San Pietro della Ienca è una chiesina medievale appartenente alla parrocchia di Camarda, situata nella zona del Vasto, versante aquilano del Gran Sasso. Domenica 6 agosto 2017, dopo la messa celebrata dall’arcivescovo Monsignor Petrocchi, sotto un tendone si è tenuta la cerimonia della consegna del premio internazionale “La Stele della Ienca”, giunto quest’anno alla sedicesima edizione. Il premio consiste in una riproduzione in bronzo della stele dello scultore Antonio Quaranta eretta in ricordo delle visite fatte da Papa Woytila alla chiesetta di San Pietro. A ricordo di queste visite, cito l’articolo de La Repubblica, del 31 dicembre 1995, che racconta “…Karol Woytila trascorre un pomeriggio intero sul Gran Sasso tra i monti d’Abruzzo, in un eremo, accompagnato da pochi intimi e protetto da un imponente apparato di agenti…”.

La crescita di questo luogo, ove la natura della montagna rocciosa e solitaria è arricchita da profondi e condivisi valori religiosi e spirituali, è portata avanti dall’Associazione Culturale “San Pietro alla Ienca”, presieduta da Pasquale Corrieri, che con tenacia e lungimiranza si adopera per creare molteplici attività.

La consegna di questo riconoscimento iniziò nel 2001, quando fu premiato Luigi Accatoli, vaticanista del Corriere della Sera. Successivamente il premio ha riconosciuto meriti di persone singole o di gruppi impegnati sia in campo religioso che nel sociale. Sono stati premiati, fra gli altri, nel 2005 Stanislaw Dziwisz, Cardinale arcivescovo di Cracovia, la città di Assisi nel 2015, gli Alpinisti Abruzzesi nel 2003, la Protezione Civile della Regione Sardegna nel 2009, e nel 2010 il Corpo Nazionale dei Vigili del Fuoco.

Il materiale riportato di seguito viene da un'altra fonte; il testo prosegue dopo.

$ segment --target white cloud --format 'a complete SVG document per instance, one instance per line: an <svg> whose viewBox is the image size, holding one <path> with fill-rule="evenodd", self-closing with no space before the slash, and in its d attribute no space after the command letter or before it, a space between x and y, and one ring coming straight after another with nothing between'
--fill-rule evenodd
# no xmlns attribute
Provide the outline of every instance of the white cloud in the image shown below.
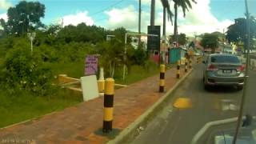
<svg viewBox="0 0 256 144"><path fill-rule="evenodd" d="M193 4L193 9L186 13L186 18L179 17L179 31L192 34L206 32L222 32L234 22L230 19L219 21L211 13L210 0L197 0L197 4ZM182 13L179 10L179 13Z"/></svg>
<svg viewBox="0 0 256 144"><path fill-rule="evenodd" d="M4 14L0 14L0 19L2 18L3 20L5 20L6 22L8 20L8 16L6 13Z"/></svg>
<svg viewBox="0 0 256 144"><path fill-rule="evenodd" d="M0 0L0 9L7 10L11 6L11 2L7 2L7 0Z"/></svg>
<svg viewBox="0 0 256 144"><path fill-rule="evenodd" d="M85 22L88 26L94 25L94 22L93 18L88 16L88 12L78 12L75 14L69 14L62 17L63 26L74 25L77 26L79 23Z"/></svg>
<svg viewBox="0 0 256 144"><path fill-rule="evenodd" d="M150 6L151 0L142 0L142 5ZM160 6L159 6L160 2ZM162 12L161 2L156 0L156 6L158 5L158 10L156 10L155 25L162 26L163 14ZM173 7L173 3L170 4ZM171 8L171 10L174 10ZM161 11L161 12L160 12ZM138 31L138 11L134 6L129 6L126 8L114 8L106 14L109 16L106 27L114 29L123 26L128 30ZM142 31L146 32L147 26L150 25L150 11L142 11ZM233 24L233 21L226 19L219 21L211 13L210 7L210 0L197 0L197 4L193 4L193 9L186 12L186 18L183 18L182 9L178 10L178 33L185 33L187 35L193 35L195 32L199 34L202 33L210 33L214 31L222 32L224 28ZM167 18L166 18L167 20ZM174 26L170 22L166 22L166 34L171 34L174 31Z"/></svg>
<svg viewBox="0 0 256 144"><path fill-rule="evenodd" d="M8 20L8 16L6 14L6 13L4 14L0 14L0 19L2 18L3 20L5 20L6 22L7 22ZM2 26L0 26L0 30L2 30L3 28L2 27Z"/></svg>
<svg viewBox="0 0 256 144"><path fill-rule="evenodd" d="M136 0L136 2L138 2L138 0ZM142 0L142 5L150 6L151 0ZM155 9L162 9L161 0L155 0Z"/></svg>
<svg viewBox="0 0 256 144"><path fill-rule="evenodd" d="M130 5L124 9L114 8L109 11L106 11L109 17L106 27L114 29L117 27L125 27L131 30L138 30L138 13L135 10L134 6ZM142 27L146 27L149 23L149 13L142 12Z"/></svg>

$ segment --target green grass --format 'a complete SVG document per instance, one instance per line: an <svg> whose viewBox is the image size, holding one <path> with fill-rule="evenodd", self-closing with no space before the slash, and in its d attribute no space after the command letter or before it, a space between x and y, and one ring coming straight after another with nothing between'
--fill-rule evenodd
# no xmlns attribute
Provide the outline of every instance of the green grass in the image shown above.
<svg viewBox="0 0 256 144"><path fill-rule="evenodd" d="M122 71L118 70L118 73L122 74ZM147 70L141 66L133 66L128 73L126 80L122 80L122 74L118 74L118 78L115 78L115 82L118 84L130 85L158 73L159 69L158 65L153 65Z"/></svg>
<svg viewBox="0 0 256 144"><path fill-rule="evenodd" d="M53 70L54 74L67 74L70 77L79 78L84 75L84 62L66 63L46 63Z"/></svg>
<svg viewBox="0 0 256 144"><path fill-rule="evenodd" d="M62 110L81 102L82 98L81 94L74 94L67 90L59 90L50 98L33 96L25 92L18 95L10 95L1 90L0 127Z"/></svg>
<svg viewBox="0 0 256 144"><path fill-rule="evenodd" d="M84 75L84 62L46 63L55 75L66 74L73 78ZM122 67L116 70L115 82L129 85L159 72L158 65L150 64L147 69L141 66L133 66L127 78L122 81ZM10 95L5 90L0 93L0 127L27 119L38 118L46 114L62 110L66 107L82 102L82 94L75 94L67 90L60 89L55 94L48 97L33 96L22 92L18 95Z"/></svg>

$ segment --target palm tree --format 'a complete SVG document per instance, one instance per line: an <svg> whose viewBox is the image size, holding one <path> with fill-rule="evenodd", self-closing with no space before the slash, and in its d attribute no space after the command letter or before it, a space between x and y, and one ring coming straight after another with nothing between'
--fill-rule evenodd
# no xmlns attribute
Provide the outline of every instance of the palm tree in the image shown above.
<svg viewBox="0 0 256 144"><path fill-rule="evenodd" d="M166 0L167 1L167 0ZM178 16L178 7L182 8L183 15L186 16L186 11L192 8L191 2L197 3L195 0L173 0L174 2L174 39L177 42L178 39L178 30L177 30L177 16ZM177 43L177 42L176 42Z"/></svg>
<svg viewBox="0 0 256 144"><path fill-rule="evenodd" d="M167 10L168 20L170 20L172 22L172 18L174 14L170 11L169 0L161 0L162 5L163 7L163 28L162 28L162 35L166 36L166 14Z"/></svg>

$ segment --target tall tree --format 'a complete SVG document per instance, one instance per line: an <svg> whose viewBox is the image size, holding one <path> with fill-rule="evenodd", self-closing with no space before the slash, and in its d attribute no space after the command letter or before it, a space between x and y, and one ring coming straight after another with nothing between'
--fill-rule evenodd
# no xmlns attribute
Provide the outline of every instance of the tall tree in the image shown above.
<svg viewBox="0 0 256 144"><path fill-rule="evenodd" d="M201 45L206 48L210 48L211 52L214 53L218 46L218 37L214 34L205 34L201 40Z"/></svg>
<svg viewBox="0 0 256 144"><path fill-rule="evenodd" d="M170 20L172 22L172 18L174 14L170 11L170 3L168 0L161 0L162 7L163 7L163 27L162 27L162 35L166 37L166 13L167 11L168 20Z"/></svg>
<svg viewBox="0 0 256 144"><path fill-rule="evenodd" d="M177 25L177 17L178 17L178 7L182 7L184 17L186 16L186 11L192 8L191 2L197 3L195 0L173 0L174 2L174 39L178 39L178 25Z"/></svg>
<svg viewBox="0 0 256 144"><path fill-rule="evenodd" d="M43 26L40 18L45 16L45 6L38 2L21 1L8 9L8 21L2 19L1 25L7 34L26 34L30 30Z"/></svg>
<svg viewBox="0 0 256 144"><path fill-rule="evenodd" d="M246 30L246 19L244 18L236 18L234 24L230 25L228 27L226 38L229 42L243 42L246 41L247 34ZM256 38L256 20L254 17L250 18L250 41ZM245 50L245 49L244 49Z"/></svg>

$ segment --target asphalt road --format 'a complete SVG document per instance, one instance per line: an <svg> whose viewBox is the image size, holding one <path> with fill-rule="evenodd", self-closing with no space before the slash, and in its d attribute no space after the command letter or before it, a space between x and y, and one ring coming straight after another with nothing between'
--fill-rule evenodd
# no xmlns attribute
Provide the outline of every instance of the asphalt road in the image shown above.
<svg viewBox="0 0 256 144"><path fill-rule="evenodd" d="M194 134L207 122L238 116L242 91L233 87L203 89L202 65L173 94L173 98L130 143L190 144ZM245 113L256 116L256 72L250 72ZM188 98L192 107L177 109L178 98Z"/></svg>

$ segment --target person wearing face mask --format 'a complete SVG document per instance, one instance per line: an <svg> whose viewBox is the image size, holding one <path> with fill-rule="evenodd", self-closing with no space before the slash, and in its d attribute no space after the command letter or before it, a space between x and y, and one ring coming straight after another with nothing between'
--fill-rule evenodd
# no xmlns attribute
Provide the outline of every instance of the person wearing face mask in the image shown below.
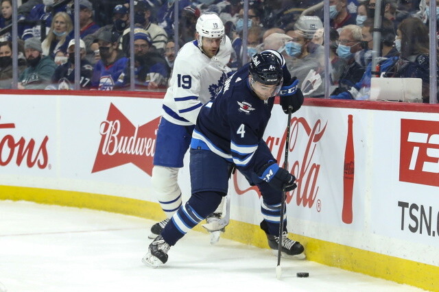
<svg viewBox="0 0 439 292"><path fill-rule="evenodd" d="M168 34L160 26L150 21L152 14L152 7L146 1L139 1L134 5L134 23L150 34L152 40L153 48L162 53L165 51L165 46L168 38ZM172 33L172 35L174 32ZM122 45L129 42L130 28L126 28L122 34Z"/></svg>
<svg viewBox="0 0 439 292"><path fill-rule="evenodd" d="M26 69L23 43L19 40L19 75ZM12 85L12 43L0 42L0 88L10 89Z"/></svg>
<svg viewBox="0 0 439 292"><path fill-rule="evenodd" d="M181 15L185 7L191 5L191 2L190 0L178 1L179 15ZM174 36L174 4L175 0L164 0L163 4L158 8L156 14L158 26L163 28L166 34L169 36Z"/></svg>
<svg viewBox="0 0 439 292"><path fill-rule="evenodd" d="M58 12L65 12L67 10L67 4L55 5L60 1L43 0L43 4L36 5L32 9L29 15L26 16L26 20L31 21L44 20L46 26L43 29L45 29L45 34L47 35L51 27L54 15ZM41 37L41 27L40 25L25 25L21 38L26 40L33 36Z"/></svg>
<svg viewBox="0 0 439 292"><path fill-rule="evenodd" d="M329 25L337 31L356 22L355 14L348 11L347 0L329 0Z"/></svg>
<svg viewBox="0 0 439 292"><path fill-rule="evenodd" d="M97 37L99 60L93 69L91 87L99 90L112 90L126 86L123 80L129 66L128 59L119 49L119 35L115 32L102 32Z"/></svg>
<svg viewBox="0 0 439 292"><path fill-rule="evenodd" d="M324 93L321 75L323 67L320 62L323 53L315 48L322 46L312 42L315 34L322 28L322 21L318 16L299 17L294 23L294 29L288 32L292 40L285 42L279 50L289 56L286 59L287 68L292 76L300 80L299 87L303 95L308 97L320 97ZM310 52L311 49L313 53Z"/></svg>
<svg viewBox="0 0 439 292"><path fill-rule="evenodd" d="M335 88L332 95L338 95L348 90L355 83L358 82L366 70L363 62L355 62L355 53L361 51L363 35L361 27L355 25L344 27L340 32L337 41L337 55L347 62L347 68L339 80L339 87Z"/></svg>
<svg viewBox="0 0 439 292"><path fill-rule="evenodd" d="M81 60L80 85L81 88L88 88L91 84L93 66L85 59L86 50L84 40L80 39L80 59ZM73 89L75 84L75 39L69 42L67 62L58 66L52 76L51 84L55 89Z"/></svg>
<svg viewBox="0 0 439 292"><path fill-rule="evenodd" d="M55 59L55 53L66 42L67 35L73 29L73 25L69 14L58 12L54 16L47 36L41 44L43 54Z"/></svg>
<svg viewBox="0 0 439 292"><path fill-rule="evenodd" d="M56 65L49 56L43 56L41 41L29 38L25 41L27 67L19 77L19 89L45 89L50 84Z"/></svg>
<svg viewBox="0 0 439 292"><path fill-rule="evenodd" d="M364 49L356 53L363 53L364 51L371 51L373 47L373 19L368 19L364 22L364 26L361 28L363 34L362 47ZM383 19L381 23L381 53L382 58L378 62L378 68L381 75L381 72L385 72L390 66L394 65L398 60L398 51L394 47L395 40L395 33L393 29L393 23L387 19ZM355 56L357 61L357 56ZM392 65L393 64L393 65ZM370 62L366 67L361 79L354 84L346 91L342 92L337 95L331 96L332 99L368 99L370 95L370 80L372 78L372 62Z"/></svg>

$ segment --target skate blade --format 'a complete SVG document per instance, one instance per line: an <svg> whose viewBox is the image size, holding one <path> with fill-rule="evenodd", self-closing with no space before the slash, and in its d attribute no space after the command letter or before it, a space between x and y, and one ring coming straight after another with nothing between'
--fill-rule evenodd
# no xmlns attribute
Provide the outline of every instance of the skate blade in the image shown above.
<svg viewBox="0 0 439 292"><path fill-rule="evenodd" d="M151 232L150 235L148 235L148 239L155 239L160 234L156 234L155 233Z"/></svg>
<svg viewBox="0 0 439 292"><path fill-rule="evenodd" d="M272 250L272 253L273 254L273 256L277 256L277 250ZM305 254L305 252L302 252L299 254L291 255L281 252L281 257L284 258L290 258L292 260L305 260L307 258L307 256Z"/></svg>
<svg viewBox="0 0 439 292"><path fill-rule="evenodd" d="M220 241L220 236L221 236L221 231L213 231L211 233L211 244L213 245Z"/></svg>
<svg viewBox="0 0 439 292"><path fill-rule="evenodd" d="M142 263L153 269L157 269L158 267L163 265L158 258L156 258L149 252L143 256L142 258Z"/></svg>

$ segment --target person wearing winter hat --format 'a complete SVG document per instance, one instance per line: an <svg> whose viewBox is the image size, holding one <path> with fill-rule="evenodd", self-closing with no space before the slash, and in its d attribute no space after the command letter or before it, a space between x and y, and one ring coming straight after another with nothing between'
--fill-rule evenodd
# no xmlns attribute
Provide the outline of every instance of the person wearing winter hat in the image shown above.
<svg viewBox="0 0 439 292"><path fill-rule="evenodd" d="M41 41L29 38L25 41L27 68L19 77L19 89L45 89L50 83L56 64L49 56L43 56Z"/></svg>

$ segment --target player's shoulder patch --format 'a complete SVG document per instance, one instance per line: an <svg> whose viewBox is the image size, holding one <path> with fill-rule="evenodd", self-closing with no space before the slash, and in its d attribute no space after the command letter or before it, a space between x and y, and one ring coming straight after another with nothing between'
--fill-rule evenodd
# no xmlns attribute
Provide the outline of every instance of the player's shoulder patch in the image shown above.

Quest’anno il premio è andato alla Fondazione Falcone in ricordo dei giudici Giovanni Falcone e Paolo Borsellino e di tutte le vittime di mafia, per la ricorrenza dei 25 anni delle stragi avvenute in Sicilia, che coinvolsero anche il personale delle scorte. I saluti della Professoressa Maria Falcone sono stati letti dalla giovane avvocatessa aquilana Eleonora Paglia. Sul prato a fianco della chiesetta è stato messo a dimora un acero, “l’Albero di Falcone”, là vicino una targa apposta su una roccia spiega le motivazioni di questo gesto, simbolo di legalità, lotta alle mafie e alla malavita, solidarietà.

Tanta gente domenica 6 agosto alla Ienca e in zona Gran Sasso. Traffico denso, file di motociclette veloci e rombanti, auto parcheggiate su ambo i lati della strada ed anche in seconda fila. Ho sentito parlare di nuove strutture di accoglienza per turisti e visitatori. Ben vengano, ma si tenga presente che è difficilissimo conservare e tutelare la natura dei luoghi insieme a nuove e invadenti colate di tonnellate di cemento. Prima usiamo bene quello che c’è già, es.: il ristorante-bar del rifugio Montecristo era chiuso, che brutta sorpresa!